Btw, in case you are still wondering what HeLa cells are: link
It's not really relevant in this context, just a standard cell line that's used in all kinds of research. You may wonder why they use cancer cells for HIV research. The answer is simply because they keep replicating endlessly and that's useful.

oksikoko:

--- Quote from: Dr.Strangelove on February 22, 2013, 06:37:10 AM ---Btw, in case you are still wondering what HeLa cells are: link
It's not really relevant in this context, just a standard cell line that's used in all kinds of research. You may wonder why they use cancer cells for HIV research. The answer is simply because they keep replicating endlessly and that's useful.

--- End quote ---

Thanks! It turns out I know more about HeLa cells than I thought I did but had forgotten the name. I listen to a lot of NPR podcasts, and I knew it would come in handy someday... ;)

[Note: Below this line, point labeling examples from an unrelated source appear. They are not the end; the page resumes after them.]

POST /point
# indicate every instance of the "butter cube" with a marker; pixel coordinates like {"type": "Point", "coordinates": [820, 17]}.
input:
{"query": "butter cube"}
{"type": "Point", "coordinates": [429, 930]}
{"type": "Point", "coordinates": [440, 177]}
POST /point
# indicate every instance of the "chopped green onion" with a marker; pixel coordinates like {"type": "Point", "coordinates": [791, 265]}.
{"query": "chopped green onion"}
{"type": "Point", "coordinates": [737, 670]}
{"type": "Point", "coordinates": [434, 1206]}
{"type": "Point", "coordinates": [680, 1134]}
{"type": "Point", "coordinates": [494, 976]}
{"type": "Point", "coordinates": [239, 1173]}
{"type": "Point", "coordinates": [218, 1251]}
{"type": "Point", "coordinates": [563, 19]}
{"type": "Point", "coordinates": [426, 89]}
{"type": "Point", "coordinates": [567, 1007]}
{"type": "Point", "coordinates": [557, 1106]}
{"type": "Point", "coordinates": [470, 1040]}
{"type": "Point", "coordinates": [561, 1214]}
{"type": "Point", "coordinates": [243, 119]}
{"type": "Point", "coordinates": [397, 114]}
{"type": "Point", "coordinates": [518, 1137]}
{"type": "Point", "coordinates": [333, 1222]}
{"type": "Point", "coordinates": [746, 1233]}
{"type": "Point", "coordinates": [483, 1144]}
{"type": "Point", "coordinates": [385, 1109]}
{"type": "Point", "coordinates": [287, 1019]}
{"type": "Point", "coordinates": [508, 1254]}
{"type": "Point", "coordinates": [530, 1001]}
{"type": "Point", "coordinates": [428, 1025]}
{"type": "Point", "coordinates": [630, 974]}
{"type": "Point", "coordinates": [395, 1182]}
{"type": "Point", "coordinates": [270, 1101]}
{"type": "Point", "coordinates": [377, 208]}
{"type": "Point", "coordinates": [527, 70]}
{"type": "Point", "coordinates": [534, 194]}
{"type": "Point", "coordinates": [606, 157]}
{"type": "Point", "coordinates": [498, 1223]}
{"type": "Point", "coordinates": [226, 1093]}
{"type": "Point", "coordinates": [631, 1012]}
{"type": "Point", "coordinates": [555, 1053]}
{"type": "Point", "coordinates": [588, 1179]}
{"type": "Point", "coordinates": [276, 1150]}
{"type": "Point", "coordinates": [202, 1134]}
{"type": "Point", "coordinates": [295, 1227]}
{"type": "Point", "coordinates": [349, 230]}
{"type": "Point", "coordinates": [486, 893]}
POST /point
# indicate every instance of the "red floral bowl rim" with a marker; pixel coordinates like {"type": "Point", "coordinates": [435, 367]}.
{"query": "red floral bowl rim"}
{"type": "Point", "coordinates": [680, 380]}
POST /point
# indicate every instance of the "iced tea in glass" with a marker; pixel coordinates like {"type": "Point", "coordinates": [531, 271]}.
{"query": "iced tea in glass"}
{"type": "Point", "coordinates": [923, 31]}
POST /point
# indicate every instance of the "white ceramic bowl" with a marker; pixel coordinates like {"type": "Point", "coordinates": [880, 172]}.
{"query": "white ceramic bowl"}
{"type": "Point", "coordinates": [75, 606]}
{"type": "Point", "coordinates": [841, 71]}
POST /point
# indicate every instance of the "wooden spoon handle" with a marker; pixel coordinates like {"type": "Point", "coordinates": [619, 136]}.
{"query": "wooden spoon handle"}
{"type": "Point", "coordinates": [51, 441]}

http://www.npr.org/templates/story/story.php?storyId=123651144
http://www.npr.org/2011/03/18/134622044/tracing-the-immortal-cells-of-henrietta-lacks

Mishma:
http://www.nature.com/nmeth/journal/v10/n3/full/nmeth.2389.html?WT.ec_id=NMETH-201303

Cas proteins are endonuclease proteins that are a part of the cells innate immune response. They cut and attack foreign DNA that has been inserted into the host genome. Much like Zinc-Finger nucleases, the CRISP system nucleases, use an endonuclease, but rather than using proteins to guide the enzyme to its target this system uses complimentary RNA molecules to its job. As with the ZFN's one is concerned with "off-target" mutations (it cuts where you don't want it to cut) and on target disruptive mutations.

Targeted gene modification can be guided by programmable RNA in bacteria, zebrafish and mammalian cells.

Humble creatures, prokaryotes and viruses, have an illustrious history of providing biologists with molecular tools. Where, after all, would molecular biology—or for that matter, all of genomics—be without restriction endonucleases or DNA polymerases? And, as a recent flurry of papers reporting RNA-guided genome engineering demonstrates, the bacteria are still at it.

The clustered, regularly interspaced, short palindromic repeats (CRISPR) system is a component of bacterial and archaeal immunity. The CRISPR-associated (Cas) endonuclease cleaves foreign nucleic acids, directed to its target sequence by two small RNAs. In work published last year, researchers showed that the CRISPR-Cas system of Streptococcus pyogenes could be programmed to direct in vitro cleavage of desired target sequences. This raised the possibility that the approach could be used for targeted gene editing in vivo. With an almost startling rapidity, five recently published papers now show that it can.